Senaratna left her job, formed a team, and launched Oolu, which leases solar home systems to off-grid households in West Africa. Clients pay a monthly fee, with rates depending on operational costs in different regions and payment methods – clients are offered a discount for paying via mobile money.
“We tested several business models in an initial trial period, but began to scale last month after raising a seed round and securing a partnership with Orange Money. Between the Dakar office and regional staff, we now have a passionate and fun group of ten team members in Senegal,” Senaratna said.
“We built our model to balance both the desire to reach as many people in each village as possible and the importance of developing a strong portfolio of leases with a quick payback period.”
By the end of the summer, Oolu is likely to be approaching 1,500 installations in Senegal, with Senaratna saying expansion into other West African markets is on the agenda after its seed round, primarily from San Francisco-based angel investors. Y Combinator invested US$120,000, while Oolu has reopened the round as it looks for more.
“Being accepted into Y Combinator this summer, we knew it would allow us to scale and reach more people faster than we had imagined. The programme has lived up to its stellar reputation, and our advisers and fellow entrepreneurs have been incredible sources of support,” she said.
Senaratna said while East Africa had seen “astounding” growth in the off-grid solar industry, West Africa – the French-speaking nations in particular – has not seen the same growth. This is the opportunity Oolu is looking to take advantage of.
“Also, our leasing model, which includes battery replacement and maintenance, also allows a high percentage of people in each village to sign up with Oolu. This works much better in rural regions than a firm selling solar systems on an upfront cash basis to urban and peri-urban consumers or a short-term loan,” she said.
A number of solar startups are making waves across Africa right now, with funding on the increase, but Senaratna said Oolu differs from other companies in two ways.
“First, we focus first on creating strong relationships with our clients and communities. These are built through excellent customer service and work with local mayors and village chiefs,” she said.
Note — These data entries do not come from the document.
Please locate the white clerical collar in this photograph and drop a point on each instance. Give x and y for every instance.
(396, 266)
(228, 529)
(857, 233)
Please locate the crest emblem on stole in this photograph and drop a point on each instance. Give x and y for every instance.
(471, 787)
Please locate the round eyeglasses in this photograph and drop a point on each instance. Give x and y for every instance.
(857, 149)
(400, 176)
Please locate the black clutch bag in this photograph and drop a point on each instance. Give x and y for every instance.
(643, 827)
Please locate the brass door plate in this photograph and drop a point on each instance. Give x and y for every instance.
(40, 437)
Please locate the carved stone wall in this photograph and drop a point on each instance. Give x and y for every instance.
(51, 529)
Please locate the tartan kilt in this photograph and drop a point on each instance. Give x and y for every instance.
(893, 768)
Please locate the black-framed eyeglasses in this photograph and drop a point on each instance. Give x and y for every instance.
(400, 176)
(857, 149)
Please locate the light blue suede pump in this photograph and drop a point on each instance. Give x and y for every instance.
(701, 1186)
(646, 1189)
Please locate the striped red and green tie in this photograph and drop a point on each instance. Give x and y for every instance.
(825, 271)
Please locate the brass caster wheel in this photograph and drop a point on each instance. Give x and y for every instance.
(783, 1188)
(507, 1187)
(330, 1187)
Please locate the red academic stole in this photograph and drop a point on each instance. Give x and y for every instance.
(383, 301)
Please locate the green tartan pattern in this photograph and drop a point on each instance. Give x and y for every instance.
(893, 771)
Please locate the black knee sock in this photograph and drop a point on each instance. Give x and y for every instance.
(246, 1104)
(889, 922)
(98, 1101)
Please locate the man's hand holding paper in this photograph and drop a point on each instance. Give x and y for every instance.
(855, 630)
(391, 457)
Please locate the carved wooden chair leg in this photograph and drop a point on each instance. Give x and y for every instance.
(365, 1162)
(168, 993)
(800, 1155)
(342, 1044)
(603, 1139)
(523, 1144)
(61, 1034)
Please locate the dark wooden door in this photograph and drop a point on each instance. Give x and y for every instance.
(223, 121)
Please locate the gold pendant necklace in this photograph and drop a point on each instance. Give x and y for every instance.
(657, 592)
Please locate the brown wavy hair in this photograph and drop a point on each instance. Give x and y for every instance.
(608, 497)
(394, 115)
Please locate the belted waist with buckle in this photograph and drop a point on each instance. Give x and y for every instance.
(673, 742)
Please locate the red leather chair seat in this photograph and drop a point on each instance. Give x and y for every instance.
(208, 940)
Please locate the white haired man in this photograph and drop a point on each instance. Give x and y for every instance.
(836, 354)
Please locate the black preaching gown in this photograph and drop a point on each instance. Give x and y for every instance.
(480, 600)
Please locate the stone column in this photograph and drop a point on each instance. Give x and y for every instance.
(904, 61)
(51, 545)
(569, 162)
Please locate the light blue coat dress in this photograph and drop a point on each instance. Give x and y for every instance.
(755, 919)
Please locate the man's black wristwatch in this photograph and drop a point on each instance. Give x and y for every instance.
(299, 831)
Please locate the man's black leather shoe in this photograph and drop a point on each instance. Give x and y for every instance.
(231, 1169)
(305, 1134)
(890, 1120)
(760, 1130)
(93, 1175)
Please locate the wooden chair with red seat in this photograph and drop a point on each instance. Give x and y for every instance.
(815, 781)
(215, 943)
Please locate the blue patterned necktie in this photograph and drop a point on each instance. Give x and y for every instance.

“Second, we are a technology firm bringing modern services to rural people. This means that we are constantly innovating to improve our offerings, our training procedures, and our data management to more effectively serve our clients.”
Even without these differences, the size of the opportunity means there is plenty of room for a number of different companies to operate and scale successfully.
“With so many millions of households in Sub-Saharan Africa who still use kerosene, candles, flashlights, and lanterns to light their homes, the market is massive. In much of West Africa, the industry is in its infancy, and we are in a position to scale rapidly,” Senaratna said.
Opportunities abound in the industry.
“Solar saves people money and can power devices people want. Because of these factors, there are massive opportunities in the market,” she said.
“Beyond lighting, we’re especially excited about the potential of solar to help connect rural people. Africa is growing so rapidly and its consumers crave access to television, radio, and the internet through smartphones and laptops. For most rural communities, distributed solar solutions will power these devices.”